Cities are undeniably congested, fast-paced and full of obstacles – making them ever harder to navigate for people with disabilities. In fact, a 2017 survey taken in the UK found that adults who have difficulties with mobility took 39% fewer trips than those without, making a significant case for city accessibility to be transformed using smart solutions and assistive tech.
Well, things are moving in the right direction. Stairs can be a big hurdle for wheelchair users but now there is a wheelchair with rubber tracks that can climb them. Scewo, a start-up company has developed a wheelchair that can be controlled using a smartphone, with stairs being just one of the range of terrains it can tackle. And it’s expected to be distributed to users by the end of 2019.
Next is wearable tech. MyoSwiss, a Zurich-based start-up has developed, with a combination of textiles and robotics, an exomuscle suit that weighs less than 5kg. It is designed to add a layer of muscle, supporting movements and providing stability for people who can walk to some extent. By using sensors at the knee and hip, it detects movements the user wants to make and helps accordingly.

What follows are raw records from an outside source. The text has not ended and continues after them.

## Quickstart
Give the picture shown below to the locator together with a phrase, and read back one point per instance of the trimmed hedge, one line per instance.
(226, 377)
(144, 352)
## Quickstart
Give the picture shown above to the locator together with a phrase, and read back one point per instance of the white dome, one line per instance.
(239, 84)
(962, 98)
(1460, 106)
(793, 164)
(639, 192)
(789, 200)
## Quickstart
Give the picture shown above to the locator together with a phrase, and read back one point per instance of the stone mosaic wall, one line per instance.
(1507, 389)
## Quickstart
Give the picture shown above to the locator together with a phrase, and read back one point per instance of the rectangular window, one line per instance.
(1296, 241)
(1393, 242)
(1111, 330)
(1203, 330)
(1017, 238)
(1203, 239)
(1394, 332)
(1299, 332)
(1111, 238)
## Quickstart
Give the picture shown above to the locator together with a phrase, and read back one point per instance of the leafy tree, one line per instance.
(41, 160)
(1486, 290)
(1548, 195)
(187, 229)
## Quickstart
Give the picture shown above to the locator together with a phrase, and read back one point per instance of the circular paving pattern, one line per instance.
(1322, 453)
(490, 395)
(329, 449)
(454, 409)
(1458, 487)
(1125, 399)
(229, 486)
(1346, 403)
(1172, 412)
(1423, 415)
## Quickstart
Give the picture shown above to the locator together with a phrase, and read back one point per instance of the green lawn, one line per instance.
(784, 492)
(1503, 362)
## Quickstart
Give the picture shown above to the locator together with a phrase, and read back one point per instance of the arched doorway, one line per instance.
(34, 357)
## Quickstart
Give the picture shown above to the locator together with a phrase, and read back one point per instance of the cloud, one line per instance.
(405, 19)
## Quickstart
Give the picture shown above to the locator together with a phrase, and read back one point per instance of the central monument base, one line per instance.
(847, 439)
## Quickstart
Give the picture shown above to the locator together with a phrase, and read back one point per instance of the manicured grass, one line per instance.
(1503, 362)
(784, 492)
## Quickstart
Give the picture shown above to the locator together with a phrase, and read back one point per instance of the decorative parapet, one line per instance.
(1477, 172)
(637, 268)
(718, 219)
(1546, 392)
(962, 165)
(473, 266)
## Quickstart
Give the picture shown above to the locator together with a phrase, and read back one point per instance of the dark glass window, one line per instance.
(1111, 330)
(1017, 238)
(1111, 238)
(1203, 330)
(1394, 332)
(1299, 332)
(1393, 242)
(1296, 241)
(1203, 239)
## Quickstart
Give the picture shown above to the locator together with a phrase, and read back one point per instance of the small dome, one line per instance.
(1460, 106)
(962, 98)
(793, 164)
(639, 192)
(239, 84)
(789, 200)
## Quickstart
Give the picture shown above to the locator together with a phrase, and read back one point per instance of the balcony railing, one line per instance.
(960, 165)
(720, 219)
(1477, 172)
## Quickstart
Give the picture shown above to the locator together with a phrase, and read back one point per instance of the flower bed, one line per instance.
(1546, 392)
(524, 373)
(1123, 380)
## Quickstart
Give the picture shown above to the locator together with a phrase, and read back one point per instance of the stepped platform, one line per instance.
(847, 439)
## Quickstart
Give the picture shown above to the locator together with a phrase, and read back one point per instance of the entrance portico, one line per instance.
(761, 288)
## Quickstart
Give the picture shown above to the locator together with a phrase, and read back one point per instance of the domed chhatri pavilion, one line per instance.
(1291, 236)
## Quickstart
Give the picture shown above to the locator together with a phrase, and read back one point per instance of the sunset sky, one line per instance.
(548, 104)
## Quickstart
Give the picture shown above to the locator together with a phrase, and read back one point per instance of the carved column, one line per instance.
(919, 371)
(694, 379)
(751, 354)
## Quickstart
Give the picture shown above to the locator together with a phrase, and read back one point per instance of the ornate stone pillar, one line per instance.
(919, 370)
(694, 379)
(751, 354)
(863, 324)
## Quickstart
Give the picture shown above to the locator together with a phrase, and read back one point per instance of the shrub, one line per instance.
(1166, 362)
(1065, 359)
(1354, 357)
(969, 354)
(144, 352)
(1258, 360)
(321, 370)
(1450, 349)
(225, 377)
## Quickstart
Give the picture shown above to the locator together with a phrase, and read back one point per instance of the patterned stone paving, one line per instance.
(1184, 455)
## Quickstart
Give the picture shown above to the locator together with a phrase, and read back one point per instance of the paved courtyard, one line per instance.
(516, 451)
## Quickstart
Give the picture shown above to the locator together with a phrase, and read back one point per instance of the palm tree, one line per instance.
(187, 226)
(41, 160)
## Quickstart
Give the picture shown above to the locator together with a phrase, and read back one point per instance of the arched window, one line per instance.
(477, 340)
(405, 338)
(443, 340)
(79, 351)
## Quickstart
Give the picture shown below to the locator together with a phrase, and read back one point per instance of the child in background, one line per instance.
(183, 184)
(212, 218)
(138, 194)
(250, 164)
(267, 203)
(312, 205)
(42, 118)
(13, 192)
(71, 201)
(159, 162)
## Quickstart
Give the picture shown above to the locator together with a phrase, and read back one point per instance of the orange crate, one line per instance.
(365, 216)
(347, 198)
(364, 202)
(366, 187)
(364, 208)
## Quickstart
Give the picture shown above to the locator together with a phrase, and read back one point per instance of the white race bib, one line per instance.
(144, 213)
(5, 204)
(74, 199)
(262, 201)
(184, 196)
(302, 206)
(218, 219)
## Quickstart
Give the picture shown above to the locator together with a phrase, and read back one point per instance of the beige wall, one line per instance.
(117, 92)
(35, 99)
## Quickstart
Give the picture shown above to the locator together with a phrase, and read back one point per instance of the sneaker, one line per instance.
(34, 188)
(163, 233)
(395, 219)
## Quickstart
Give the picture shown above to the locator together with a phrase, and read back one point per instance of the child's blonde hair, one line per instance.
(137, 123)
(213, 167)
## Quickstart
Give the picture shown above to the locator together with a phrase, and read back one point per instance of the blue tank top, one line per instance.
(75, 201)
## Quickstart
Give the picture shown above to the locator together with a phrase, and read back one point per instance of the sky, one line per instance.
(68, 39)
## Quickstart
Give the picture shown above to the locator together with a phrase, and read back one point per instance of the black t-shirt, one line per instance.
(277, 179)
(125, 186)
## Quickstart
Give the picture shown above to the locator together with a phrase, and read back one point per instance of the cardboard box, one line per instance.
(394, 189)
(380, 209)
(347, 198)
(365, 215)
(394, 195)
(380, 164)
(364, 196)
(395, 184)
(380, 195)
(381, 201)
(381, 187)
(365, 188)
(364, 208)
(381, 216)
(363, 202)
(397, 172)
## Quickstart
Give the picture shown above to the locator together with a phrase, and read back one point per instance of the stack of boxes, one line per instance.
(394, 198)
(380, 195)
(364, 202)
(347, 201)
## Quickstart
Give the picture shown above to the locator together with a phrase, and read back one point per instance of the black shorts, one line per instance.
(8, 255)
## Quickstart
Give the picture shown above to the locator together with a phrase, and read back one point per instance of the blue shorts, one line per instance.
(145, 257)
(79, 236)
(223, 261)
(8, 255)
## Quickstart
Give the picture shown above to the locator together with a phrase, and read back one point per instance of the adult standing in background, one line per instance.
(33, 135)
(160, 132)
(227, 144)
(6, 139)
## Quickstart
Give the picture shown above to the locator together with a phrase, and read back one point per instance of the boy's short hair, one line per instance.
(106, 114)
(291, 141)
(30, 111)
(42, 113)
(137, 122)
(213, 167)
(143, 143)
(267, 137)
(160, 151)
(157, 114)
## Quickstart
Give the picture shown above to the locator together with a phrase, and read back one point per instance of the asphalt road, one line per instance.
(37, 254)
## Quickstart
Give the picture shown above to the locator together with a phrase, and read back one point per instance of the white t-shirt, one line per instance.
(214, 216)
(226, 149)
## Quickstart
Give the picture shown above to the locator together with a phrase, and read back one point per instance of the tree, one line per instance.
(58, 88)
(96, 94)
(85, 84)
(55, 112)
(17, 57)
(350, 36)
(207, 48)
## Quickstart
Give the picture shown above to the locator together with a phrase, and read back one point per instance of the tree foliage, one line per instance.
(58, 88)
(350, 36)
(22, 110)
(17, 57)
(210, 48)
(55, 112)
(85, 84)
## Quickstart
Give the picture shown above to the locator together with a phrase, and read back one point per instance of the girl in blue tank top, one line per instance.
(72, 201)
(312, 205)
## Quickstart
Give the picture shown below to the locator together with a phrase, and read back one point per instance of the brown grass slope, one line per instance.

Interestingly, the WeWalk smart stick has an ultrasonic sensor that detects obstacles above chest level and uses vibrations to warn the user. By pairing with a smartphone, it can also help navigation and has voice-assisted integration to Google Maps. In addition, connection with the IoT could mean that it provides information such as which shops are nearby or which the bus, train or exit is approaching.
So, while exciting high-tech solutions are making cities easier for people with disabilities, the downside, of course, is cost as this tech may well be prohibitively expensive for many people.
Whilst anything that helps people navigate a city environment is positive, it’s worth considering that there should also be a focus on inclusive design that makes the technology far more widely accessible to users.